“ESTUDOS SOBRE A PALAVRA DE DEUS” - HEBREUS 4

“ESTUDOS SOBRE A PALAVRA DE DEUS”

Tradução de Synopsis of the Books of the Bible – John Nelson Darby

Em seguida o apóstolo, aplicando esta parte da História de Israel àqueles a quem escreve, põe em evidência dois pontos:

Em primeiro lugar, Israel tinha sido privado, devido à sua incredulidade, de entrar no descanso; em segundo lugar, o descanso era ainda futuro, e os crentes (aqueles que não procuravam o descanso neste mundo, aceitando o deserto para o tempo presente) deviam ali entrar.

Começa, dizendo:


"Temamos... sendo-nos deixada a promessa de entrar no descanso de Deus, suceda parece que algum de vós fique para trás"; porque Deus nos anunciou boas notícias, como tinha feito outrora a Israel. Ora, a Palavra que lhes foi dirigida ficará sem fruto, se não for misturada com fé naqueles que a ouviram; porque nós, os que cremos, entraremos no descanso. O próprio descanso é ainda futuro, e são os crentes que ali entram; porque há um descanso de Deus e alguns entram nele. Com efeito, Deus disse: "Eles não entrarão no meu descanso!" (quer dizer, aqueles, designando assim uma certa classe de indivíduos que deve ser dali excluída).

Deus trabalhou quando da Criação; depois descansou das Suas obras, quando estas foram concluídas. Por conseguinte, depois da fundação do mundo, Ele mostrou que havia um descanso para Si, como nos é dito na passagem supracitada:

"Eles não entrarão no meu descanso!" Mas isto, fazendo ver que a entrada estava ainda em questão, demonstrava que o homem não tinha ·entrado no descanso de Deus, quando da primeira Criação. Duas coisas se tomam, pois, evidentes: Primeira, alguns devem entrar no descanso; segunda, Israel, a quem esse descanso foi, de início, proposto, não entrou ali por causa da sua incredulidade. E por isso que Ele fixa ainda um dia, dizendo por Davi, muito tempo depois da entrada em Canaã: "Hoje", como está escrito, "se ouvirdes a Sua voz, não endureçais os vossos corações".

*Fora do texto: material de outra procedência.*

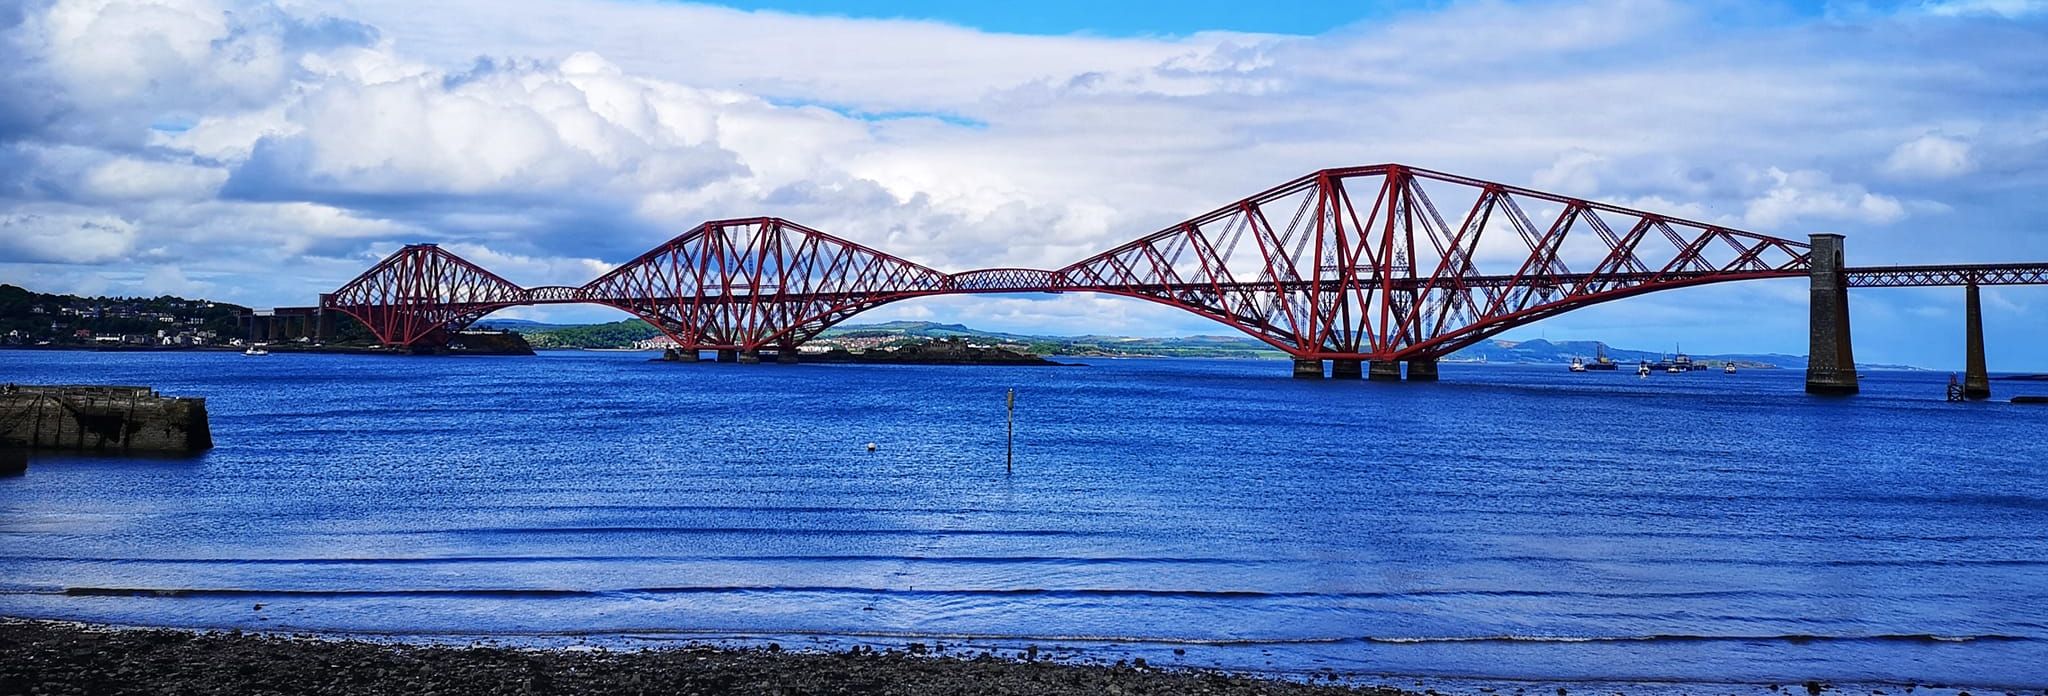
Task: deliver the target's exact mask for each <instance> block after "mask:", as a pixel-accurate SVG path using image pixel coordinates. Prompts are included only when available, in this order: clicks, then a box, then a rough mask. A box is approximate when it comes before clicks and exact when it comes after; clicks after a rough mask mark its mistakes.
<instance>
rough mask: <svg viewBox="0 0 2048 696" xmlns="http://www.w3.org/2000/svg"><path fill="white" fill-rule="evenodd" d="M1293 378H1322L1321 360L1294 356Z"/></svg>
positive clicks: (1322, 368)
mask: <svg viewBox="0 0 2048 696" xmlns="http://www.w3.org/2000/svg"><path fill="white" fill-rule="evenodd" d="M1294 379H1323V360H1303V358H1294Z"/></svg>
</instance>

Aqui uma objeção natural se apresenta, à qual o apóstolo dá uma resposta adequada e completa, sem contudo falar na própria objeção. Os Israelitas tinham caído no deserto; mas Josué tinha introduzido o povo em Canaã, aonde os incrédulos não tinham chegado. Os Judeus encontravam-se ali, de sorte que tinham entrado no descanso que os outros não tinham alcançado. A resposta a esta objeção é muito simples: Foi muito tempo depois que Deus disse, por intermédio de Davi: "Jurei na minha ira: Não entrarão no meu descanso!" Se Josué tivesse dado o descanso a Israel, Davi não teria podido falar, depois disso, de um outro dia. Resta, pois, um descanso sabático para o povo de Deus. Esse descanso é ainda futuro, mas está ­nos assegurado pela Palavra de Deus; verdade cujo alcance se compreende imediatamente quanto às relações dos Judeus crentes com o povo, no meio do qual eles se viam tentados a procurarem um descanso que a fé, de momento, não dava, e que, em razão do seu enfraquecimento, não entrevia no futuro senão muito vagamente. Para termos o descanso de Deus é necessário perseverar na fé. O aparente descanso de então não era o verdadeiro descanso. O descanso de Deus ainda se fazia esperar; só a fé o reconhecia, e, não procurando descanso no deserto, apoiava-se na promessa. Deus ainda dizia: "Hoje".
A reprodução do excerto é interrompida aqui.